198. Kawasaki 100


Era una Kawasaki 100 azul metálico. De esas que en el taque llevaban una calcomanía de franjas horizontales yendo en degrado desde naranja claro hacia rojo fuerte. Tenía la farola redonda y chasis más o menos agachado que le daban corte más aerodinámico y deportivo. Solo con suerte, entre la chatarra de un taller o en un parqueadero de una olvidada ciudad india, se podría volver a ver este viejo modelo. 

De esta moto solo queda una fotografía de finales de los noventa. En ella de frente posa un niño sentado encima y con los pies colgando. Sonríe con las manos sobre los manillares, como en gesto de que conduce en placer henchido. Está parqueada sobre una acera de granito y baldosa rojiza, al estilo tradicional de esta época en un barrio medellinense. El aparato se apoya en el gato de dos patas que la deja estable en vertical y con la llanta trasera suspendida.

Meses luego de que la fotografía fue hecha la moto fue robada. La parquearon unos minutos en la plaza de un parque, mientras a los alrededores se hacía una diligencia bancaría. Un día cualquiera de robos de motos en la ciudad. Un día cualquiera que, al niño de la foto su padre le llegó, con un taco casi físico entre el cuello y el pecho. Se trataba de la sensación impaciente por querer de llorar sin pudor.
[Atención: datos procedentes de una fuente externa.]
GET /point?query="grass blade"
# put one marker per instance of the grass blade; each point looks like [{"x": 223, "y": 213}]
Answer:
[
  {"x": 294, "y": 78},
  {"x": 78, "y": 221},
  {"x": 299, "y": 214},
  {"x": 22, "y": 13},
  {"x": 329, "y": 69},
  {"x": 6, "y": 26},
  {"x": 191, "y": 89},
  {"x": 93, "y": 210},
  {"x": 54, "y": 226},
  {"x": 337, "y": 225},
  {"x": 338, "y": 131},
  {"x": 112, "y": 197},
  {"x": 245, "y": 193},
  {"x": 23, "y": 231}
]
Al encuentro de las miradas en los dos, de esfuerzo contenido en el adulto y de cuestión en el niño, las goteras por los ojos al fin aflojaron. Escurrieron hasta que, en el mismo abrazo de todo el tiempo, quedaron silenciosos, los dos, dormidos y derrotados, como caballeros que de sus bestias hacen duelo. Luego pasarán por muchas motos pero ninguna desalojará al cariño por la Kawasaki 100.